■東京・目黒区役所は、2003年1月6日の新庁舎移転に合わせて300台のパソコンを新規に導入し、庁内LANを整備した。その際、ファイルサーバーやメールサーバー、グループウエアサーバー用として、目黒区役所はLinuxプラットフォームを選択した。
■コスト面やセキュリティの観点からオープンソース・ソフトウエアの導入に注目が集まる昨今だが、逆にオープンソースであるが故にセキュリティ面に不安があるという声もある。“石橋を叩いても渡らないほど慎重”とも言われる自治体が、Linuxプラットフォームという橋を渡ることになった決め手は何だったのか。その背景と導入について、詳しくリポートする。(文:安藏靖志=企画サイト編集部、写真:佐藤久)

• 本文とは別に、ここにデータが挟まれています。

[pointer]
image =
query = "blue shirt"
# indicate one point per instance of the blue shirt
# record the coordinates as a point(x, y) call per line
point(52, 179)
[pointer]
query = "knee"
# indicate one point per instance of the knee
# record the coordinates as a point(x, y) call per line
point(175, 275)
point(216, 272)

※ この記事は6月11日にウェブサイト「BizTech Special:Linuxソリューション」に掲載されたものです。


■庁内LANへのニーズが高まる中で新庁舎への移転が決まる

東京都目黒区の地図
   

 東京都目黒区は2003年1月6日、目黒区上目黒に新庁舎をオープンした。目黒区役所の旧庁舎が老朽化していたことや、手狭になっていたことから、破たんした旧・千代田生命相互会社の本社ビルを2001年2月に取得したものだ。これによって従来、6カ所に分かれていた事務所が一つにまとまっただけでなく、目黒区保健所や東京都目黒都税事務所も合わせて新庁舎に移転した。

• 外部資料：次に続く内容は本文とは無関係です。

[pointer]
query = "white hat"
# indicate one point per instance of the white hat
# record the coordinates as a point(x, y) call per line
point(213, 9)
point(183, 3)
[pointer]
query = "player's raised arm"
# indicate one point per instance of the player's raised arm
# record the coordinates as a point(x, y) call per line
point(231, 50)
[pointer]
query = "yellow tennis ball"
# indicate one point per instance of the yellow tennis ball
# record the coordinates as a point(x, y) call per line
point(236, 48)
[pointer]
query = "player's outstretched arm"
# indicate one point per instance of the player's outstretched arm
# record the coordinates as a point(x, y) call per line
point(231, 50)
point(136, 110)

 1月6日の新庁舎移転に伴ってWindowsパソコン300台を各課に新たに配置し、日本IBMのLinuxサーバー「xSeries」によってファイル共有やメールシステムを稼働させた。この8月には、そのLinuxプラットフォーム上にパナソニック ソリューションテクノロジーのグループウエア「GlobalFamily」の稼働も予定している。

伊東氏

目黒区
経営企画部情報課 課長
伊東桂美氏

 

 目黒区役所では、以前からメインフレームで住民基本台帳や税金、国民健康保険など28業務に関する処理を行う基幹業務システムを稼働していたほか、クライアント/サーバーシステムで介護保険の処理などを行っていた。しかしこれらは区役所の本来業務をこなすためのシステムであり、事務連絡といった各種情報のやり取りのためのシステムやネットワークは存在していなかった。個別のパソコンや部課内でのLANなどはこれまでも存在していたが、事務系ネットワークの構築は、Linuxサーバーを中心とした今回のシステムが初めてとなる。

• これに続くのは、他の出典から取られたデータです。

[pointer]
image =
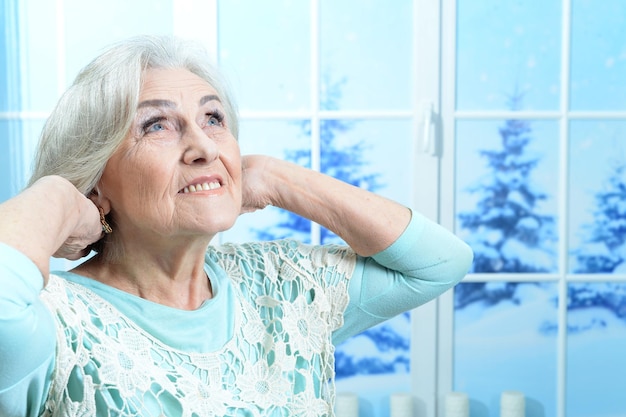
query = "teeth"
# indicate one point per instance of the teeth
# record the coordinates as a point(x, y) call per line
point(201, 187)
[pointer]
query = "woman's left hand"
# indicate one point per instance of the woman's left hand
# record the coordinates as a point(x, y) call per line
point(366, 221)
point(256, 191)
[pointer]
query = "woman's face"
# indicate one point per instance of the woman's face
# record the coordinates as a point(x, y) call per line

 システム導入の経緯について、目黒区 経営企画部情報課 課長の伊東桂美氏は次のように語る。

 「政府が2000年11月にIT基本戦略を発表しましたが、その頃、当然、庁内LANの整備が必要だという議論が出ていました。旧庁舎でもごくごく小さなLANはありましたが、本格的な全庁LANは整備されていませんでした。そんな折りに新庁舎移転の話が出てきたので、そのタイミングを逃せば整備ができないだろうと考え、庁内の情報化に関する検討が始まったのです」。

 こうして目黒区役所の情報化に関する検討が進み、2002年11月に決定したのが「目黒区情報化ビジョン」だった。その柱として打ち立てられた3つのキーワードが、『全庁LANの整備』『必要な職員への一人一台のパソコンの整備』『グループウエアの導入』であった。